A Church With No Members?

A column I read today in The Presbyterian Outlook got my attention. Church-leadership consultant Tom Ehrich was writing about the declining popularity of church membership (“The New Age of Ad Hoc Connections,” Presbyterian Outlook, November 24, 2014).

While that may sound like bad news, he doesn’t think it’s necessarily so. It just reflects growing trends in the larger society against joining any kind of organization.

This is nothing new. Sociologists like Peter Berger have been telling us this for years. His famed bowling-leagues study documented how bowling has not diminished in popularity, although bowlers no longer like to join leagues and commit to being at the alley with their team one day per week.

The whole idea of “belonging” to a group just isn’t attractive anymore. Folks would rather go it alone, connecting with others in ad hoc ways as the need or opportunity arises.

“People are just living in different ways,” says Ehrich. “Not better or worse, just different. Wise church leaders will dial down the membership lingo and learn to offer a variety of venues, some of them ad hoc, where people can connect.”

As examples, he lists a number of brief-duration mission and service events churches have organized: packing seeds to send off to African farmers, building houses for Habitat for Humanity, delivering toys to needy children at Christmas, disaster-relief work, etc.

The membership rituals of the past hold little meaning, he goes on. “People today value groups and networks, but they want them to be free-flowing and ad hoc, centered in hanging out, last-minute planning and discovering new venues. This is an age of pop-up stores and restaurants.”

Could there ever be such a thing as a pop-up church? The Presbyterian Church is actually experimenting with such an idea, with its 1001 Worshiping Communities initiative. While not exactly pop-up churches, the new communities being fostered — based on informal gatherings in all sorts of places — do have something of that ad hoc quality. The idea is to experiment with new ways of being church together. Some of them may grow into recognizable congregations someday. Others may become something else altogether — but still a part of the Body of Christ.

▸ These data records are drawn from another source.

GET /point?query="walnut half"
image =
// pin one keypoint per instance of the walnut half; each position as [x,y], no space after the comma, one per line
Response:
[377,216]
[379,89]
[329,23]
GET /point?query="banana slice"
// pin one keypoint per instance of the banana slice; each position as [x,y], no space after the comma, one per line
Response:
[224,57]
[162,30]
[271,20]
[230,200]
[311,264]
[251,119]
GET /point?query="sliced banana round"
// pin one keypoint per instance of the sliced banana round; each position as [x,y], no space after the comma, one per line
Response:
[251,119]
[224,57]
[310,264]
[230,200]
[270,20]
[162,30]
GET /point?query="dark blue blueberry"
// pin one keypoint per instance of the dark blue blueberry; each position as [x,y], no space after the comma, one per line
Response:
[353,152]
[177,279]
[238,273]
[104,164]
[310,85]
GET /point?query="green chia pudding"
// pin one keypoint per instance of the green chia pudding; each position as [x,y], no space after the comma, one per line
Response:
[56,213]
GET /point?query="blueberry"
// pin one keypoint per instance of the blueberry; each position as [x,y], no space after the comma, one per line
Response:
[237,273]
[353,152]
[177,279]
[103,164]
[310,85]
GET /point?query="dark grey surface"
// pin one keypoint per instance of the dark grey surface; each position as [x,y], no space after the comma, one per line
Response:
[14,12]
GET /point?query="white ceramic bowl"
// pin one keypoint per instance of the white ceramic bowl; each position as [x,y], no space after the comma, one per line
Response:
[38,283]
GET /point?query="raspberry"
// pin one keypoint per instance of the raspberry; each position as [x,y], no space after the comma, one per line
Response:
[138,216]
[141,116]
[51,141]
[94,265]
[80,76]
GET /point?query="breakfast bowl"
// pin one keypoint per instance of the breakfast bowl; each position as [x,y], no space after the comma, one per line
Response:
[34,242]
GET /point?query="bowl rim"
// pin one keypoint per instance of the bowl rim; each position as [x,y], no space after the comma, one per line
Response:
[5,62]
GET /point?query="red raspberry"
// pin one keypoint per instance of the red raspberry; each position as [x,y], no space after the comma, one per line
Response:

Maybe Jesus himself provides a different standard. At the end of his Parable of the Sheep and the Goats, the king says: “For I was hungry and you gave me food, I was thirsty and you gave me something to drink, I was a stranger and you welcomed me, I was naked and you gave me clothing, I was sick and you took care of me, I was in prison and you visited me.” (Matthew 25:35-36)

Not a hint, there, of letters of transfer.

Don’t worry so much about membership, Ehrich assures us. “Churches should ramp up their communications, so that when a need arises, they can send out a call for caring. Then just let people serve as they can, without imposing a membership expectation.”

But how, then, to measure our successes and failures? The answer, I suppose, is “We don’t.” At the end of the day, it’s not our successes that matter. It’s what the Holy Spirit is doing in our midst.

What do you think? Is church membership growing obsolete? If so, what’s emerging in its place?